Ректор не стал никого наказывать и в целом предпочел спустить ситуацию на тормозах. Но вовсе не из-за того, что был таким благодушным. Просто, реши он все же наказать всех участников драки, ему бы стоило начать со своего племянника Гордея.
Ведь он первым напал на другого студента, протащил на бал запрещенный боевой артефакт, а ко всему прочему еще и едва не покалечил цесаревича. Ректор кудахтал над Иларионом как обезумевшая курица, накладывая исцеляющие чары.
Так что нас всех просто отправили в общежитие.
Наши вещи должны были прибыть в комнаты за время бала, так что оставалось только получить ключи у коменданта и познакомиться со своими соседями.

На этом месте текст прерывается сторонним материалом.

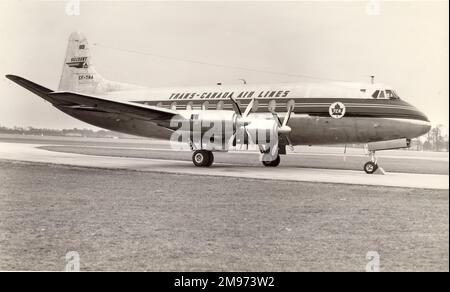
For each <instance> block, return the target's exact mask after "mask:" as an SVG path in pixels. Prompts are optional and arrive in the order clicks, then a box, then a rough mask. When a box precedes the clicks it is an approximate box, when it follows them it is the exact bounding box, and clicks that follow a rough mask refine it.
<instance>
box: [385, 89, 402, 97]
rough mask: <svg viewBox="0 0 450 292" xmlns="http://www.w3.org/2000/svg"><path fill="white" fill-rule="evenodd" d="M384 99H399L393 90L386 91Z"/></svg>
mask: <svg viewBox="0 0 450 292" xmlns="http://www.w3.org/2000/svg"><path fill="white" fill-rule="evenodd" d="M386 98H389V99H399V98H400V97H398V95H397V93H395V91H393V90H386Z"/></svg>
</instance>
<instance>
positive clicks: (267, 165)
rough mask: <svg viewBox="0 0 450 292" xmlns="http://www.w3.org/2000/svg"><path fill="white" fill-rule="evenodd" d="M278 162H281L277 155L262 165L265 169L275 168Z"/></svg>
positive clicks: (264, 161) (263, 161)
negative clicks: (270, 159)
mask: <svg viewBox="0 0 450 292" xmlns="http://www.w3.org/2000/svg"><path fill="white" fill-rule="evenodd" d="M280 161H281V159H280V155H277V157H276V158H275V159H274V160H272V161H264V160H263V165H264V166H265V167H277V166H278V165H279V164H280Z"/></svg>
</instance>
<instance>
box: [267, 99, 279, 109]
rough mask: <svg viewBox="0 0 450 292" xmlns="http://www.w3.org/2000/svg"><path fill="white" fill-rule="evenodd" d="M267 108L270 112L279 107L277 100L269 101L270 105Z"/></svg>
mask: <svg viewBox="0 0 450 292" xmlns="http://www.w3.org/2000/svg"><path fill="white" fill-rule="evenodd" d="M267 109H268V110H269V112H274V111H275V110H276V109H277V102H276V101H275V100H273V99H272V100H271V101H270V102H269V105H268V106H267Z"/></svg>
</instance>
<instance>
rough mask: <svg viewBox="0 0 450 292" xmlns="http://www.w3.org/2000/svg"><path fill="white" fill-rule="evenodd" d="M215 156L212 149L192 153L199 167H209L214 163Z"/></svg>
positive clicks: (198, 166) (194, 151)
mask: <svg viewBox="0 0 450 292" xmlns="http://www.w3.org/2000/svg"><path fill="white" fill-rule="evenodd" d="M213 160H214V156H213V155H212V152H211V151H206V150H196V151H194V153H193V154H192V162H193V163H194V165H195V166H197V167H208V166H211V164H212V163H213Z"/></svg>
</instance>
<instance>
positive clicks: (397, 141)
mask: <svg viewBox="0 0 450 292" xmlns="http://www.w3.org/2000/svg"><path fill="white" fill-rule="evenodd" d="M410 145H411V139H396V140H389V141H380V142H372V143H368V144H367V148H368V150H369V151H378V150H392V149H401V148H409V147H410Z"/></svg>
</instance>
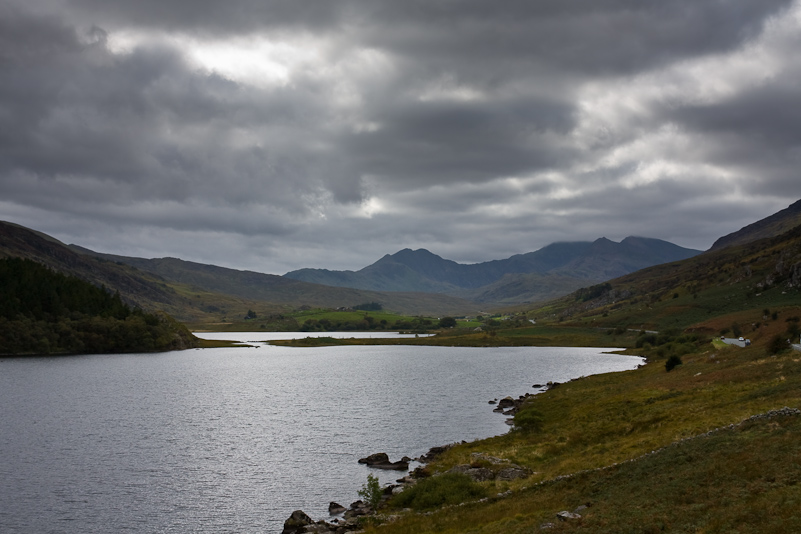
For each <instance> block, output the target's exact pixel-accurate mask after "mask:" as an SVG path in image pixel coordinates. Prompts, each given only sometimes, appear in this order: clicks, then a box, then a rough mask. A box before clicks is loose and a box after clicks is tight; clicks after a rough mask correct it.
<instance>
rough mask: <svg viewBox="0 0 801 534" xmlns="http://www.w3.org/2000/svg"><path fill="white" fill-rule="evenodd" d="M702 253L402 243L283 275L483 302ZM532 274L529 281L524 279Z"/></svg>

Моей соседкой по комнате оказалась внучка барона Рейна — Евжена Рейн. У нее были серые глаза, обрамлённые похожими на паучьи лапки пушистыми ресницами.
Тяжёлые каштановые волосы за вечер изрядно растрепались и выбились из высокой прически.
Должно быть, в отличие от меня Евжена много танцевала.
Знакомство вышло довольно неловким, тем не менее, она не казалась высокомерной, скорее наоборот, так что я наконец смогла расслабиться в ее присутствии.
— Хочешь тарталетку? — предложила она, указывая на тумбочку возле своей кровати. — Они с черникой.
На ней стоял целый поднос, такой же, как те, что официанты носили между гостями на балу.
— Ты унесла его из зала? — заинтересовано спросила я.
Евжена закатила глаза и наклонилась к одному из своих чемоданов.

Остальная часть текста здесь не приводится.